Macdoc wrote:So a professor of political science is doing psychology and sociology now....
Ethics are innate except for those with FAS and a few genetically linked crime families where it takes both the genetics and an abuse trigger.
FAS in particular is a challenge to society ....the kids didn't do anything wrong ...their fucking drunkard mother did.
I get it, nature over nurture, right? I'm glad that you have settled the debate over the two that has been going on for at least 300 years. Sorry to burst your bubble but research has shown that the biggest influence on modern young people regarding their values and behavior during their formative years is not parents, it's not brothers or sisters, and it's not family elders as behaviorists have wanted to believe and make everyone believe for years. And it's not genetics either. The surprise really isn't that surprising when you think back to your younger days. The largest influence on young people is other young people - their peers, their friends, their gang or whatever you want to call them. It's the other kids that they hang with. The group of other humans that they have to compete with for acceptance, a place in the social hierarchy.
When Dilulio wrote:
" A youth who repeatedly commits violent crimes as a result of being raised without morals." it doesn't necessarily mean that his or her parents, older brothers or sisters, or elders never tried to teach them "morals". It means what it says,
"raised without morals" and if the largest influence on a young person's life is a group of other young people that have inherited their amorality and lack of empathy from other young people a bit older and looked up to they are going to lack and or ignore the morality taught at home or any other place.
This is not say that there is no innate sense of empathy or that empathy isn't heritable. It means that an innate empathy can be overridden by environmental factors.

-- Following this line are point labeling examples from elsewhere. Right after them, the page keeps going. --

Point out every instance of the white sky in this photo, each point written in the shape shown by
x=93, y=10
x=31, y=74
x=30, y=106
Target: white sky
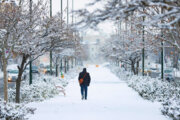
x=106, y=28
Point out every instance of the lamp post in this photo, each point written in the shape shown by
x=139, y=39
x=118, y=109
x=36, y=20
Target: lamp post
x=143, y=56
x=30, y=63
x=51, y=50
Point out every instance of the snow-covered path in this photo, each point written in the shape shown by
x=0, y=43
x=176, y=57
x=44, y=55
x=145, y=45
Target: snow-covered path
x=109, y=98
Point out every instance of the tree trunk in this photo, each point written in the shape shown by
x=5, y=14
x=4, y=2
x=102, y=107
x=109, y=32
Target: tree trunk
x=132, y=67
x=137, y=67
x=5, y=78
x=175, y=58
x=18, y=81
x=65, y=70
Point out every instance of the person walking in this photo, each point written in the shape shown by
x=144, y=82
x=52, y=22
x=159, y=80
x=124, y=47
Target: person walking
x=84, y=81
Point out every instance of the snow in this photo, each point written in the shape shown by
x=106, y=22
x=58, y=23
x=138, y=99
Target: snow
x=109, y=98
x=1, y=74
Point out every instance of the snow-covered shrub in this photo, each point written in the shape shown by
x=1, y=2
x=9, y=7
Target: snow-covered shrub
x=41, y=89
x=13, y=111
x=44, y=87
x=155, y=90
x=172, y=108
x=158, y=90
x=120, y=72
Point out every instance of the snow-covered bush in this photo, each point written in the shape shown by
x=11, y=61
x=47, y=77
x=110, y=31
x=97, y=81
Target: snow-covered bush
x=155, y=90
x=41, y=89
x=158, y=90
x=120, y=72
x=172, y=108
x=13, y=111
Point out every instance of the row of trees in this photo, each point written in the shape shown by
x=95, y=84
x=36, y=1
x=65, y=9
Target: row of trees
x=147, y=25
x=30, y=33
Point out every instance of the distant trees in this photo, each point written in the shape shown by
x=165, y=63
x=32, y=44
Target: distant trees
x=158, y=19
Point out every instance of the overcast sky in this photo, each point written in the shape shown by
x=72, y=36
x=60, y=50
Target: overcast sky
x=79, y=4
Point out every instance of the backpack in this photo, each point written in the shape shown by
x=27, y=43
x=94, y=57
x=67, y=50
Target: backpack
x=82, y=79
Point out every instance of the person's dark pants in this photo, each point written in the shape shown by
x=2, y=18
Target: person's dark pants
x=84, y=91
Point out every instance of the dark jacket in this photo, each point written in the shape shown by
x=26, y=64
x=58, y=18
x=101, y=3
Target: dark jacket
x=87, y=78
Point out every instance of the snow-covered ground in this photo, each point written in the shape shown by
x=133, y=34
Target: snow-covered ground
x=1, y=74
x=109, y=98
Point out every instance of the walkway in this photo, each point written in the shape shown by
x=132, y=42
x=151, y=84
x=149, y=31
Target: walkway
x=109, y=98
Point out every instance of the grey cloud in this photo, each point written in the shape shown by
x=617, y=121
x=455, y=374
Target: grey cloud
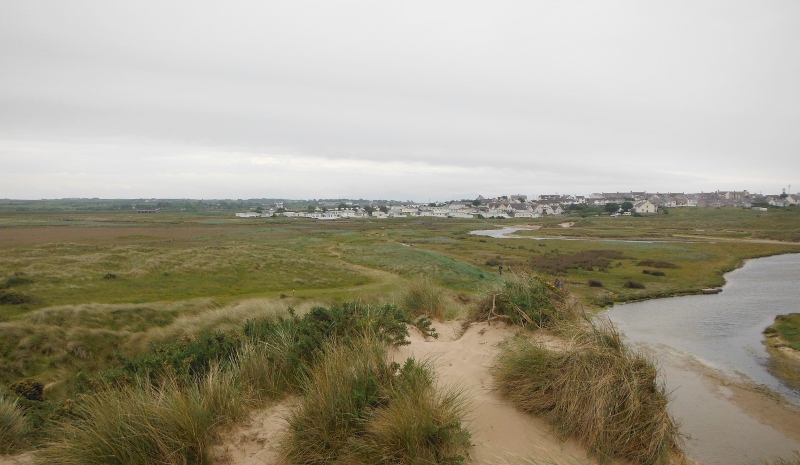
x=593, y=95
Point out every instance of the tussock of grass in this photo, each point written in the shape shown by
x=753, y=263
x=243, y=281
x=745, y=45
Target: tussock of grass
x=13, y=425
x=598, y=391
x=794, y=460
x=631, y=284
x=424, y=298
x=357, y=409
x=527, y=298
x=143, y=424
x=421, y=424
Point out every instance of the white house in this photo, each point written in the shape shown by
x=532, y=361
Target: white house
x=645, y=206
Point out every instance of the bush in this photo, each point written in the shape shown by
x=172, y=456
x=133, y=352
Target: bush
x=357, y=408
x=560, y=263
x=423, y=298
x=597, y=391
x=13, y=425
x=653, y=272
x=631, y=284
x=523, y=298
x=29, y=389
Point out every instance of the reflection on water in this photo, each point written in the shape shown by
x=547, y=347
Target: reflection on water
x=723, y=331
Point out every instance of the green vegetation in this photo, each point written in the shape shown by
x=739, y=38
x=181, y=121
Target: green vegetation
x=422, y=298
x=357, y=408
x=787, y=328
x=782, y=336
x=98, y=304
x=596, y=390
x=167, y=405
x=524, y=298
x=13, y=425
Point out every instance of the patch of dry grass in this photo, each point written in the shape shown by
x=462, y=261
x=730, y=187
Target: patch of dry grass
x=605, y=395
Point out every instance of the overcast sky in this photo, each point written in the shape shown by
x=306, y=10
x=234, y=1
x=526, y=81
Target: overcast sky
x=402, y=100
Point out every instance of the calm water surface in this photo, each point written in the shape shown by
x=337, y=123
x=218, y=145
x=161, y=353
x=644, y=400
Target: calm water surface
x=722, y=330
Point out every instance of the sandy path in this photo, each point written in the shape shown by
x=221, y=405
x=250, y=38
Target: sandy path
x=500, y=432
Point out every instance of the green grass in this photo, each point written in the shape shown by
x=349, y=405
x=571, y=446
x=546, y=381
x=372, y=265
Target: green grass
x=13, y=425
x=527, y=299
x=598, y=391
x=788, y=328
x=422, y=298
x=356, y=408
x=142, y=424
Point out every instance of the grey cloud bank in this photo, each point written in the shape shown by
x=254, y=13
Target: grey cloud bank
x=412, y=100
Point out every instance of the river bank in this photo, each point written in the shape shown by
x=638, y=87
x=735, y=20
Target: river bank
x=710, y=348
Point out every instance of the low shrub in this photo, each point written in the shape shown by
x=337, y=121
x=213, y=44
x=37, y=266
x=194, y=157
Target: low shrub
x=653, y=272
x=559, y=263
x=631, y=284
x=189, y=357
x=527, y=298
x=597, y=391
x=13, y=425
x=657, y=264
x=424, y=298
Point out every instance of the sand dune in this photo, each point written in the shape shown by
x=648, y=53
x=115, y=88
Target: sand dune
x=500, y=432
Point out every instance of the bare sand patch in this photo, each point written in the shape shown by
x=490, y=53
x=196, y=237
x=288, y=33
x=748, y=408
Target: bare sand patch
x=255, y=443
x=500, y=431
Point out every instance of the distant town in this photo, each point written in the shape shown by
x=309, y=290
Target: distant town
x=520, y=206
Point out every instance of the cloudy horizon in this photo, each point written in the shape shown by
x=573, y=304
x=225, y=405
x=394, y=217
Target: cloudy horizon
x=411, y=100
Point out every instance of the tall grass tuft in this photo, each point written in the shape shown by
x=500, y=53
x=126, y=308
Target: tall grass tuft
x=171, y=424
x=424, y=298
x=341, y=387
x=357, y=408
x=527, y=298
x=13, y=425
x=598, y=391
x=420, y=425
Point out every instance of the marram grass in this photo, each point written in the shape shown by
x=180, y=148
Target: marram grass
x=596, y=390
x=13, y=425
x=356, y=408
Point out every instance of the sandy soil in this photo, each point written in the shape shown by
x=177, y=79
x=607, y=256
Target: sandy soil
x=500, y=432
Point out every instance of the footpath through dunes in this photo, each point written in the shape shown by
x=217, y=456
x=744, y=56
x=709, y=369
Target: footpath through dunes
x=500, y=432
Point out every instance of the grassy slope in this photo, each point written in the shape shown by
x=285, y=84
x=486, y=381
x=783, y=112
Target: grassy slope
x=174, y=266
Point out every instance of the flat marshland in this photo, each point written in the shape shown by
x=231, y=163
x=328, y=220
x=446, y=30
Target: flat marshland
x=204, y=312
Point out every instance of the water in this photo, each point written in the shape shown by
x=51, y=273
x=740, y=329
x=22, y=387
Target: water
x=723, y=330
x=507, y=231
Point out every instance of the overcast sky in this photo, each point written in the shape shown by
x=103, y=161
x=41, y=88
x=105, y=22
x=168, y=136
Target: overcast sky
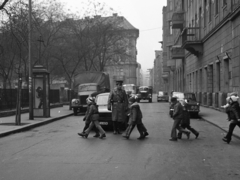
x=145, y=15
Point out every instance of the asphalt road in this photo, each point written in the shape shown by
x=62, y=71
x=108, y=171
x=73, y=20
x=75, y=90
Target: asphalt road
x=55, y=152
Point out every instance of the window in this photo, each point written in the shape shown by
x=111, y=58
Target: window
x=224, y=3
x=205, y=13
x=210, y=11
x=216, y=7
x=170, y=27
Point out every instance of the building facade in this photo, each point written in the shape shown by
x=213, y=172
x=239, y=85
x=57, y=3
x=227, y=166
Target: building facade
x=126, y=69
x=202, y=48
x=157, y=71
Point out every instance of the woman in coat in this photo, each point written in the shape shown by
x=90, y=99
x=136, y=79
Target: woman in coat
x=93, y=116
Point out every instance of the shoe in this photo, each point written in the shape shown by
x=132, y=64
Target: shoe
x=85, y=135
x=197, y=135
x=102, y=136
x=188, y=135
x=118, y=132
x=126, y=136
x=96, y=135
x=141, y=137
x=146, y=134
x=226, y=140
x=81, y=134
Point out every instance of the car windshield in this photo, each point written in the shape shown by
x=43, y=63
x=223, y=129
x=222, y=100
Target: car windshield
x=160, y=93
x=190, y=96
x=87, y=88
x=178, y=94
x=143, y=89
x=102, y=100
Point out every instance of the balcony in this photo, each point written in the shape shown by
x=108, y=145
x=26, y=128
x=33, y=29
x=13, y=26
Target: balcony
x=178, y=20
x=165, y=69
x=165, y=75
x=191, y=40
x=177, y=52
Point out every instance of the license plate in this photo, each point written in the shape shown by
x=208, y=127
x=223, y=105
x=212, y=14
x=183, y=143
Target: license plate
x=103, y=123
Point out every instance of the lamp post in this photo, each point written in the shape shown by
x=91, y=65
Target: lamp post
x=30, y=60
x=40, y=40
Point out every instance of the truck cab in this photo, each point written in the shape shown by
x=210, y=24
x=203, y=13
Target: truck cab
x=144, y=93
x=79, y=105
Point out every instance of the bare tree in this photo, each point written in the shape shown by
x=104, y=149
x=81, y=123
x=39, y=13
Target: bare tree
x=3, y=4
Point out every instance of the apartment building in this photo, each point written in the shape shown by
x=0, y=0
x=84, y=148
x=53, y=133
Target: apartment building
x=201, y=47
x=157, y=71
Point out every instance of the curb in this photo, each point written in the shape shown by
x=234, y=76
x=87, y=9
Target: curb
x=31, y=126
x=236, y=136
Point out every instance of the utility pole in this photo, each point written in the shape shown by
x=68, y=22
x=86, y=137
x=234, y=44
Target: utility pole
x=30, y=60
x=40, y=40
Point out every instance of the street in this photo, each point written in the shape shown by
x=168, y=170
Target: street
x=55, y=152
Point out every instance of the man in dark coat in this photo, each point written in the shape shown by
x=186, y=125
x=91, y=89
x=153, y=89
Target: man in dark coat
x=118, y=103
x=177, y=116
x=234, y=116
x=186, y=120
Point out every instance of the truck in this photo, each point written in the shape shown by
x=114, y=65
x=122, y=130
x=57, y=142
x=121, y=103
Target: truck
x=144, y=93
x=88, y=84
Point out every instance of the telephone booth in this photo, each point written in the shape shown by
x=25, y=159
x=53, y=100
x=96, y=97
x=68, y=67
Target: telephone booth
x=41, y=88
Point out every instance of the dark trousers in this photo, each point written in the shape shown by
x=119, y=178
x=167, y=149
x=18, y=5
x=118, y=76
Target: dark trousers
x=140, y=127
x=87, y=124
x=232, y=126
x=187, y=126
x=175, y=127
x=116, y=126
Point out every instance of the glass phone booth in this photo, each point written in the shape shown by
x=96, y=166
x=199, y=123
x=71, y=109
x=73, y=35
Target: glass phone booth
x=41, y=88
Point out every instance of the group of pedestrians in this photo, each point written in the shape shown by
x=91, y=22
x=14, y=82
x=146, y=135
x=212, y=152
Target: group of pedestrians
x=121, y=106
x=181, y=119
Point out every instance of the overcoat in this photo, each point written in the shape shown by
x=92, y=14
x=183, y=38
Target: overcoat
x=118, y=103
x=92, y=114
x=135, y=116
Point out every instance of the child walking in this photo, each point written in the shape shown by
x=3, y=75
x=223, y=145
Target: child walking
x=93, y=116
x=135, y=118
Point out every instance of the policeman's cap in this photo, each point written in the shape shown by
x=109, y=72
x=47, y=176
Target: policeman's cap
x=119, y=82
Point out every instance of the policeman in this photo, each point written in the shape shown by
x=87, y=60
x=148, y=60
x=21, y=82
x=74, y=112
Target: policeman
x=118, y=103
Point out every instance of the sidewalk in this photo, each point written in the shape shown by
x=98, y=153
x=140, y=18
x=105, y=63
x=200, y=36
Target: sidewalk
x=7, y=124
x=218, y=119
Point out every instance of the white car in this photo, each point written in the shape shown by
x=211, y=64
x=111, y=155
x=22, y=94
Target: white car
x=105, y=116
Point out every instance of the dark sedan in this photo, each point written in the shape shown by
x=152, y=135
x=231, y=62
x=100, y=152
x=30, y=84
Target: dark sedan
x=190, y=98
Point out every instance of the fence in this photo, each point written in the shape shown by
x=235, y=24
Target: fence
x=8, y=98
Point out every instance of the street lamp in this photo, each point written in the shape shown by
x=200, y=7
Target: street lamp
x=30, y=60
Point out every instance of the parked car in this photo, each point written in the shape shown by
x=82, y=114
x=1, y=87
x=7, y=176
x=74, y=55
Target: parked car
x=194, y=106
x=105, y=116
x=162, y=96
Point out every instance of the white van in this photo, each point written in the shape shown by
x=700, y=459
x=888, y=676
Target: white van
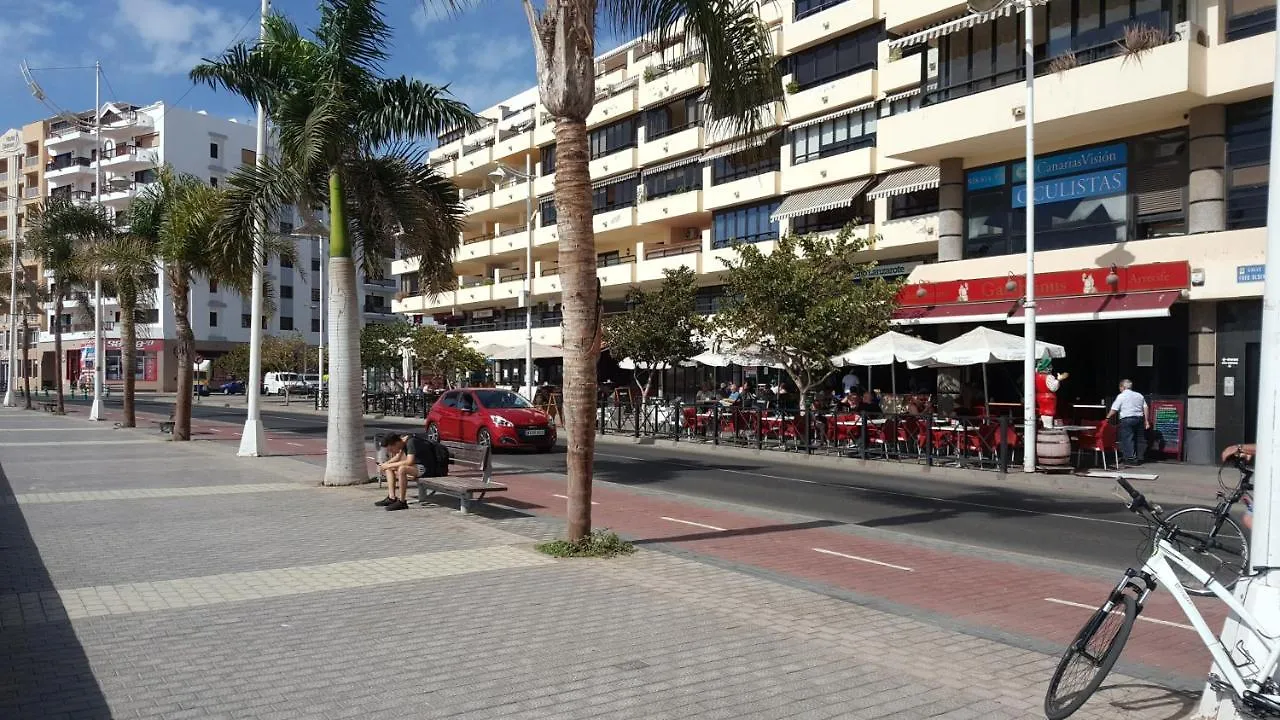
x=275, y=383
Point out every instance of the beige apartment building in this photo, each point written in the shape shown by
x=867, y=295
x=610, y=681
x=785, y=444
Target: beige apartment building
x=906, y=119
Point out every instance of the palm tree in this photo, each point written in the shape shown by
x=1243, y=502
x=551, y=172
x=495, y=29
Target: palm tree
x=339, y=127
x=743, y=77
x=64, y=235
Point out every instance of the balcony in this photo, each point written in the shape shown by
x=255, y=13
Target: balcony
x=1115, y=95
x=740, y=192
x=670, y=208
x=613, y=163
x=613, y=103
x=900, y=17
x=615, y=219
x=832, y=95
x=837, y=18
x=663, y=82
x=826, y=171
x=672, y=144
x=658, y=260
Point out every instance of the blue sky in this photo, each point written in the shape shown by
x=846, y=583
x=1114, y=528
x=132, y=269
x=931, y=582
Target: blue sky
x=146, y=48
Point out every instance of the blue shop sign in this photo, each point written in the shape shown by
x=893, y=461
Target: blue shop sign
x=1251, y=273
x=984, y=178
x=1063, y=190
x=1074, y=162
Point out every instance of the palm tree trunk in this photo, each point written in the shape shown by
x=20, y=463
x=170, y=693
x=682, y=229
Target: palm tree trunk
x=344, y=458
x=179, y=281
x=581, y=314
x=58, y=346
x=128, y=358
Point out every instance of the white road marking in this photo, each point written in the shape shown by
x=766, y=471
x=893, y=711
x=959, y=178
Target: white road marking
x=1156, y=620
x=691, y=523
x=863, y=560
x=566, y=497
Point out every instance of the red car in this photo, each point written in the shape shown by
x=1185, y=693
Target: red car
x=490, y=417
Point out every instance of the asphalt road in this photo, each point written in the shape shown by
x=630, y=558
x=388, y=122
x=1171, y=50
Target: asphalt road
x=1097, y=532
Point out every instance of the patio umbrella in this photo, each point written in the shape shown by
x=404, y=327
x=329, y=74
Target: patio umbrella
x=886, y=350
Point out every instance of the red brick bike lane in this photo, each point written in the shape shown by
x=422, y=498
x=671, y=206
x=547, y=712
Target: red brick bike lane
x=1008, y=597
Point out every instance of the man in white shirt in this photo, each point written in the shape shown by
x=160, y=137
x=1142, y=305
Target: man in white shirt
x=1130, y=408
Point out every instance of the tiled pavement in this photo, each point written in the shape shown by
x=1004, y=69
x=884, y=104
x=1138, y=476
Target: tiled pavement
x=222, y=601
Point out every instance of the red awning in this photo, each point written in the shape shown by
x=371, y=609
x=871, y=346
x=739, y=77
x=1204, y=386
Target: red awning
x=955, y=313
x=1101, y=308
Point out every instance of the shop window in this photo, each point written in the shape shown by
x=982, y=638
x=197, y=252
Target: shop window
x=1248, y=163
x=750, y=223
x=833, y=137
x=912, y=204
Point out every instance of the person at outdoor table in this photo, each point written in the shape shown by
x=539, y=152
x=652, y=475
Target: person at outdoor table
x=1130, y=408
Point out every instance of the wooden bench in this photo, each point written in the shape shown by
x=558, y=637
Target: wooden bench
x=470, y=488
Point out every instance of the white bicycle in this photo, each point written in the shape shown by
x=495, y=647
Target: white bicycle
x=1098, y=645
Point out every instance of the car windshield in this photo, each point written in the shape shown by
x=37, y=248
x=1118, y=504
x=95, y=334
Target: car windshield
x=501, y=399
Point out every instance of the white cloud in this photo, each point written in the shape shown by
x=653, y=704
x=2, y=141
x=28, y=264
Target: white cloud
x=176, y=35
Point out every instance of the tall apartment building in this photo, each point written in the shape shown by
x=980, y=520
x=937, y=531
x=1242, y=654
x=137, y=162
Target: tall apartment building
x=906, y=121
x=136, y=142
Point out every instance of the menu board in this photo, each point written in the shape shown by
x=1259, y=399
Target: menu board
x=1169, y=422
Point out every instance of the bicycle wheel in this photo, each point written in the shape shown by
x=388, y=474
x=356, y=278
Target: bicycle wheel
x=1089, y=657
x=1214, y=542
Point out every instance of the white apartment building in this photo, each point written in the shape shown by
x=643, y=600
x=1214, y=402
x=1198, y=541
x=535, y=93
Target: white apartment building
x=906, y=119
x=136, y=141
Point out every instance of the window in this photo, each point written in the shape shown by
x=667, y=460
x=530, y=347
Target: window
x=547, y=213
x=833, y=137
x=612, y=137
x=548, y=159
x=837, y=58
x=750, y=223
x=912, y=204
x=673, y=181
x=764, y=159
x=839, y=218
x=1248, y=163
x=611, y=196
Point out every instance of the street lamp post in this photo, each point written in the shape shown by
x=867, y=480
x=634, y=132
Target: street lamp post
x=528, y=176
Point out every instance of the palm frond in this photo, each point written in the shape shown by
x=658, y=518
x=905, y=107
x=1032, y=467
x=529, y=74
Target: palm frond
x=408, y=109
x=743, y=68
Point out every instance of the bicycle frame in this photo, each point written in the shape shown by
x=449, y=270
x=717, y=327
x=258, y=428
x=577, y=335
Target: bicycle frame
x=1160, y=566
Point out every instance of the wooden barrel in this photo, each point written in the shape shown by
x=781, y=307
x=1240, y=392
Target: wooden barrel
x=1052, y=447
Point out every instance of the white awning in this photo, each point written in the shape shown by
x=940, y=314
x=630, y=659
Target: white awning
x=955, y=26
x=833, y=115
x=823, y=199
x=922, y=177
x=737, y=146
x=672, y=164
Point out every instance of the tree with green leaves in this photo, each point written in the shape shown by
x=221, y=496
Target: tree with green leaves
x=444, y=355
x=805, y=301
x=64, y=236
x=343, y=132
x=659, y=328
x=744, y=77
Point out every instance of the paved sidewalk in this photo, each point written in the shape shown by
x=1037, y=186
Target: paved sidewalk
x=150, y=579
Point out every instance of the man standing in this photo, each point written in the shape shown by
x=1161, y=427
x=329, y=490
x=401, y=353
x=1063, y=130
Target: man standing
x=1130, y=408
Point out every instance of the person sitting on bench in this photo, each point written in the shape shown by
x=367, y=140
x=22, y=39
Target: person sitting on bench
x=407, y=458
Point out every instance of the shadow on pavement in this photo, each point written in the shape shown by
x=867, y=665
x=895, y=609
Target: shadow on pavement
x=741, y=532
x=46, y=673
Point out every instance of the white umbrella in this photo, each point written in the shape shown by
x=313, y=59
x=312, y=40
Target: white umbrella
x=885, y=350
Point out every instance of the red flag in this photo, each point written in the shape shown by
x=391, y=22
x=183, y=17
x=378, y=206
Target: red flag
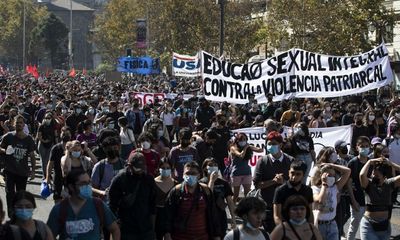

To serve as an example overriding innate empathy I'll cite loving and kind mothers and fathers, loving and kind grandmothers and grandfathers, and other "good" people known for their fine morals and empathy having their smiling faces photographed while standing in the background with the corpse of another human hanging from a tree or burning on a pyre.
Not to say that nature sometimes can't win out over nurture/environment. There are plenty of examples of that happening also, but to deny that nurture/environment is a very large factor would be having to claim that the violence and cruelty demonstrated by white southerners and young black gang members was/is genetic and inherited.
That's not a place that I think that any of us wants to go.
Some people now want to hypothesize, as you seem to want to do, that fetal alcohol syndrome is to blame for the increase of youth violence from 1960 to the mid '90s, but in doing so it needs the premise that every mother of an anti-social gang member was a severe alcoholic drinking through her pregnancy, and I find that hard to justify.
Another hypothesis is that lead paint and leaded gasoline is responsible for the rise in violent anti-social behavior. While that may be a contributing factor in some cases I find the argument weak, and think that the proponents of that and the fetal alcohol syndrome hypothesis are trying to look everywhere but where the actual cause was/is. And that is that an under-culture of cruelty and violence developed in certain areas and among certain people. What can be called gang mentality.
And saying that we need not point a finger at any ethnic group or leave out any ethnic group. It is not a racist position, there are gangs of white, oriental, Hispanic, black youths, and any other ethnic demographic you can think of, and it isn't just an inner city problem. Rural areas and suburban areas are not immune to what is generally seen as a urban problem, and it was and is everyone's problem.
So to get back to what actually started this train of discussion, in the early to mid '90s the increase in violent crime by young people, young men to be specific, was not a myth. It was distressing and alarming to almost everyone regardless of race. People that could do something about it did what they could do and one of the things that they did was get tough on violent crime and what they thought was behind it; drugs.
In hindsight they can be faulted for not foreseeing what were unforeseen and unintended consequences, but they cannot be faulted for doing what they thought would help solve what they saw as alarming and an emergency. And if there is blame then it must be spread wide and thin, enough to cover just about everyone in any position of power or influence at the time.